Thursday, November 3, 2011

War Horse

Oscar prognosticators lately have been crowing about Steven Spielberg's other December release: War Horse. A quick internet search should reveal why. It is a World War I narrative set on the English countryside that chronicles the story of "a boy and his horse." The premise is dubious and potentially fraught with ideological quandary, but Spielberg's name on a wartime drama all but guarantees it a spot on the list of Best Picture nominees. Feedback has recently begun to emerge on the movie, and, while I won't speculate very much regarding its Oscar chances, I did have the opportunity to see the film recently and can offer some reflections.

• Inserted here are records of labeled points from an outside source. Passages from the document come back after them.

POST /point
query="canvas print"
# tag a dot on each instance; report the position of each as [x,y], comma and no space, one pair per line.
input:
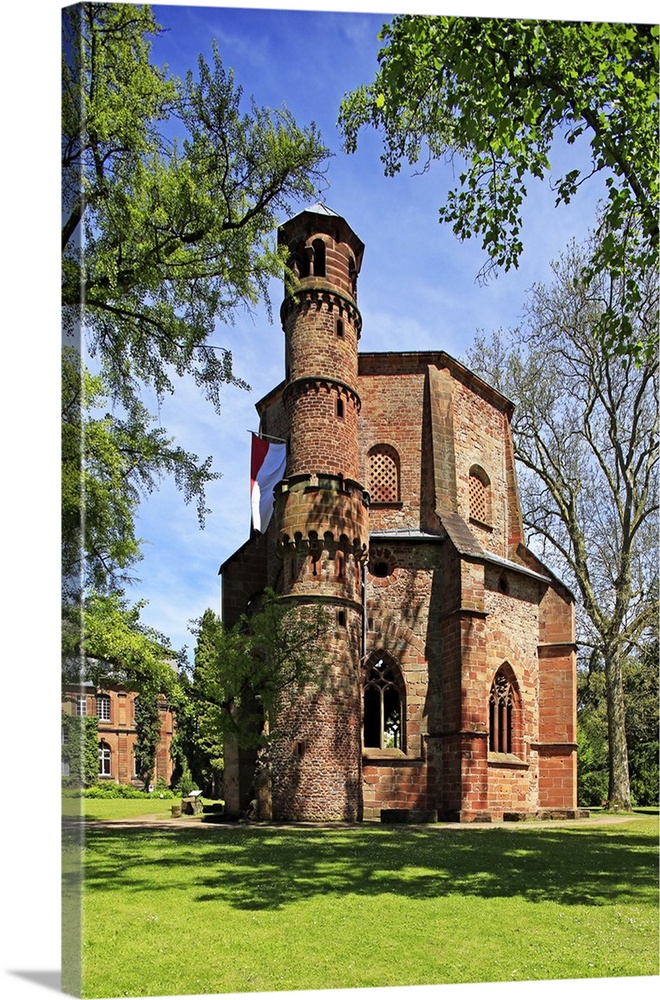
[359,500]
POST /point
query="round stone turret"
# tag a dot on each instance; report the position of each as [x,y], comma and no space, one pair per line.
[322,515]
[322,324]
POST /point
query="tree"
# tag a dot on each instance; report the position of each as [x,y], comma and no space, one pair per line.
[106,639]
[147,726]
[108,465]
[640,680]
[161,239]
[498,93]
[242,673]
[586,440]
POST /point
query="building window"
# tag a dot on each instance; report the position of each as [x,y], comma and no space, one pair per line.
[479,495]
[105,760]
[502,712]
[103,707]
[383,474]
[319,258]
[383,705]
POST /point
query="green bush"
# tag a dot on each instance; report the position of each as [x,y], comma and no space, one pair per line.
[112,791]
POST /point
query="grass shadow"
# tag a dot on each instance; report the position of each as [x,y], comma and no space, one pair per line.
[258,868]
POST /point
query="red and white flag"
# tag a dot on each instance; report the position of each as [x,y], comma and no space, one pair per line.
[266,469]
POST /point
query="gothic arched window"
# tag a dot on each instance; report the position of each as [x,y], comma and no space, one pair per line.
[384,703]
[503,707]
[479,495]
[383,474]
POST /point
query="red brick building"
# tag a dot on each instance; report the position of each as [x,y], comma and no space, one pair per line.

The film centers on a horse named Joey, who is auctioned off to a poor farmer who can hardly afford to maintain the farm and support his family. The farmer's son, Albert (Jeremy Irvine), trains Joey to plow the fields and eventually takes the horse under his wing. Structurally, War Horse resembles Spielberg's film of ten years ago, A.I.. The first act presents a focused family drama before drastically changing course for an episodic second act, which follows the horse on a series of encounters with a variety of folks on different sides of the war. Like A.I., this film is most effective in delivering the shorter vignettes in its long middle section rather than with the main story established in the opening 30 to 40 minutes. However, while A.I. gave us a machine who simulated the actions and emotions of a human, Spielberg here asks us to invest in an animal that cannot feel or simulate human emotion. But to my surprise, the "horse perspective" plot device works very well because the story remains fixed on the human characters that weave throughout the horse's narrative. Each of the smaller portraits in the middle of the film are delicate and compelling in depicting how various individuals are affected by and participate in the war. The human characters are mostly all good people who do little things to help each other out. While not especially subtle, these smaller stories are quilted together into a larger anti-war mosaic that I found much more convincing than the director's 1998 anti-(but-also-pro-)war film Saving Private Ryan. This film gives us characters on all sides of the conflict that are fearful, caring, and human.

In Spielberg's vision, the larger context for the war and the strategic interests of the sides are not factors. This is where the plot element of the horse perspective plays a key role. Without projecting too much human feeling onto the horse, Spielberg uses Joey's story to fashion benign observances of the fear and benevolence. The film adopts a serious view of the implications for war while also citing the need to distort its reality (particularly in a wonderful passage involving on older Frenchmen and his granddaughter). One common thread to the human stories is the often dehumanizing social roles we inevitably must inhabit to survive. And as is typical of a Spielberg film, technology also features prominently among the film's thematic undercurrents, particularly the technology of warfare. Another integral element that begs further exploration is how people communicate, whether with animals, the enemy, or through technology.

Considering all that it has going for it, it's a wonder that the film's main plot is its most problematic element. That is not to say the story of Albert and Joey is vapid; it just doesn't connect on the gut-emotional level that Spielberg is known for registering. He handles the early scenes of familial drama with uncharacteristic sluggishness and sentimentalizes Albert and Joey's relationship and Albert's relationship with his father to an extent that will some will find too much to stomach. And the John Ford-inspired ending —in which Spielberg uses every item at his disposal from the sentimentality toolbox— reminds of the ultimate simplicity of the narrative, which after all is about a boy and his horse. Nonetheless, despite baring the director's weaknesses, War Horse also showcases Spielberg's considerable strengths, which include the ability to infuse a tired, maudlin plot with a high level of visual sophistication and narrative dimension. (Steven Spielberg, 2011) ***

[On the film's Oscar chances I will say this: If War Horse has a shot, it's going to be on audience response. I expect critics are going to be hard on this film. It might have the broad support of the general reviewing community but the more discerning circles will be unsparing, much like response to last year's winner, The King's Speech.]